«Gaspard va au mariage»: bestiaire

Sous ses dehors légers et ludiques, «Gaspard va au mariage» distille une envahissante et prenante mélancolie.
Photo: Pyramide Distribution Sous ses dehors légers et ludiques, «Gaspard va au mariage» distille une envahissante et prenante mélancolie.

Alors qu’il s’apprête à retourner au zoo familial, près de Limoges, pour assister au second mariage de son père volage, Max (Johan Heldenbergh), avec Peggy (Marina Foïs), une vétérinaire, le coincé Gaspard (Félix Moati), 25 ans, y entraîne Laura (Laetitia Dosch), inconnue dégourdie qu’il fait passer pour sa petite-amie — pour la somme de 50 euros par jour. À son arrivée, son frère aîné Virgil (Guillaume Gouix), garçon sérieux sans humour, lui annonce que Peggy ne désire plus se marier sous prétexte que Max a couché avec l’une de ses ex en voulant rompre avec elle.

Surprise de constater ce zoo vétuste où certains animaux circulent librement, Laura, pressée de rejoindre une amie à Biarritz, découvre que Coline (Christa Théret), soeur cadette canon qui vit à la manière des ours, en pince pour son frère.

Antony Cordier (Douches froides, Happy Few) convie une faune hétéroclite — et on ne vous parle pas des bêtes en cage — dans cet ovni où la sensualité animale, l’humour décalé et la poésie enfantine forment un improbable ménage à trois.

À l’instar de Laura, le spectateur sera totalement déconcerté en pénétrant dans cet univers rappelant tour à tour L’extravagant docteur Dolittle (1967) de Richard Fleischer, L’île du docteur Moreau (1996) de John Frankenheimer et Nous avons acheté un zoo (2011) de Cameron Crowe. Ponctué de planantes plages musicales, où l’on se laisse malgré soi emporter pour être mieux désarmé lorsque le récit reprend son cours, Gaspard va au mariage se laisse doucement apprivoiser tandis qu’il révèle par petites touches le triste roman familial de ce drôle de clan.

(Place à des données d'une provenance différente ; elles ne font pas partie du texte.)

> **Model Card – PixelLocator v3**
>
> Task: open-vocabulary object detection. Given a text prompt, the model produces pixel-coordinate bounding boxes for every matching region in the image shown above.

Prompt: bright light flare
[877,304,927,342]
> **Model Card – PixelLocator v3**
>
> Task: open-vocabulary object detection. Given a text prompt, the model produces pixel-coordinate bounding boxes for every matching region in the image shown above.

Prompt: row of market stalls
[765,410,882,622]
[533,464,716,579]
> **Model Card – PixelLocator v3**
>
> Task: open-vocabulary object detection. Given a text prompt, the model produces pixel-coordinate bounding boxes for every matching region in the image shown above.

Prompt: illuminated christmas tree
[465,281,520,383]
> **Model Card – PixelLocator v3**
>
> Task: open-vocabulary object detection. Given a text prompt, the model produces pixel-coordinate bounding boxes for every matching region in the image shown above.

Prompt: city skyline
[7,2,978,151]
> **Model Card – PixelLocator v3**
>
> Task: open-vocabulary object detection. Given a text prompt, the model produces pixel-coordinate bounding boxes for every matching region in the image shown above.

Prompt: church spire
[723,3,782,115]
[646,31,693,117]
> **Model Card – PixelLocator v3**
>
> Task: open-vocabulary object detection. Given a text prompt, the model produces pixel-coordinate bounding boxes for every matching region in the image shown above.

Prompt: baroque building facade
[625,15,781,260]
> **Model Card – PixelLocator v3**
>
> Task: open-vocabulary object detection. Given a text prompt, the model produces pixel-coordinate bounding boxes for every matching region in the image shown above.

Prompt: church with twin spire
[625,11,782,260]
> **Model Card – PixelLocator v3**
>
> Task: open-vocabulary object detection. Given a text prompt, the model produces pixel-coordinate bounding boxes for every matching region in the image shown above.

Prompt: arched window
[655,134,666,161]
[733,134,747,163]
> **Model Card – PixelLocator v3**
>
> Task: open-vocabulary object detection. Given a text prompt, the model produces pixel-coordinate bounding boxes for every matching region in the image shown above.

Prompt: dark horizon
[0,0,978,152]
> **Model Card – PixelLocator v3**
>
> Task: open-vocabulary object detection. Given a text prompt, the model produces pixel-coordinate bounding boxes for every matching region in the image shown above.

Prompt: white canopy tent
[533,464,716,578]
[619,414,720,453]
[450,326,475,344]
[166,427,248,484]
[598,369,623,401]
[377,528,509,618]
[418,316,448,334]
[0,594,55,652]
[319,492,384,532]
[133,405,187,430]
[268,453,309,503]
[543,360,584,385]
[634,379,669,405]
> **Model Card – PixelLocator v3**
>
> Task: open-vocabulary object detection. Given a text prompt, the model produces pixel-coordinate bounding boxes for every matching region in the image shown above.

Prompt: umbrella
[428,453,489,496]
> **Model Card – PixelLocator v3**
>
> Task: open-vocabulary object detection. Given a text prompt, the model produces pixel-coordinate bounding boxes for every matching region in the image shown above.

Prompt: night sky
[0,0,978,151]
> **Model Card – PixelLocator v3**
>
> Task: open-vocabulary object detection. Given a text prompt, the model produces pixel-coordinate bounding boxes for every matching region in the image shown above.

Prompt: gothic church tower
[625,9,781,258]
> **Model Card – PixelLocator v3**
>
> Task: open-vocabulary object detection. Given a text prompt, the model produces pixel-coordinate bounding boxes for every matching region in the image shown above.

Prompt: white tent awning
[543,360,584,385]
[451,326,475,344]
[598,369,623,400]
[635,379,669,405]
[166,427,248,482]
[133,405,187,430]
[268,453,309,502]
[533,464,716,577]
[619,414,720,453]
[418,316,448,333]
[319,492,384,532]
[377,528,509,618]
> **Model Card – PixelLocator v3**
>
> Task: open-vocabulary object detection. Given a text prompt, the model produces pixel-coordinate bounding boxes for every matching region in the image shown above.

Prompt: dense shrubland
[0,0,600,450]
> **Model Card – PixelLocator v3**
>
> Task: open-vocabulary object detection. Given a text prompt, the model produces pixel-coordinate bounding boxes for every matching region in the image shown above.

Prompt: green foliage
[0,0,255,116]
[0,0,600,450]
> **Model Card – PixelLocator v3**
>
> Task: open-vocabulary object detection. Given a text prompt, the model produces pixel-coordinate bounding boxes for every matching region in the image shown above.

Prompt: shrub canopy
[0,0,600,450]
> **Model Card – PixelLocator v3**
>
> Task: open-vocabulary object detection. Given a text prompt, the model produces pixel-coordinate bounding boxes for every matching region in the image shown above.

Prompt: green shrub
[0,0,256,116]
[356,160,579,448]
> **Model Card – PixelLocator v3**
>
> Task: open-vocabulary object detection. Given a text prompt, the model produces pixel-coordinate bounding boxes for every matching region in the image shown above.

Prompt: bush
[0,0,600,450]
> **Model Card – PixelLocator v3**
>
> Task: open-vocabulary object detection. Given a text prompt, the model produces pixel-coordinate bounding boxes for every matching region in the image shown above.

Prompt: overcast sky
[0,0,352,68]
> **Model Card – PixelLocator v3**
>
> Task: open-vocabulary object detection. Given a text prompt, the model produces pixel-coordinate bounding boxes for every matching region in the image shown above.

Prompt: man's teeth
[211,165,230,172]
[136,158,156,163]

Au cours de ses flash-back, dont la patine nostalgique et l’atmosphère onirique évoquent les films de famille, on découvre les inventions brillantes du petit Gaspard et la mère (Élodie Bouchez), créature solaire partie trop tôt. Divisé en chapitres, où chaque personnage est mis en relief, le récit emprunte joliment aux contes pour enfants et à la mythologie grecque.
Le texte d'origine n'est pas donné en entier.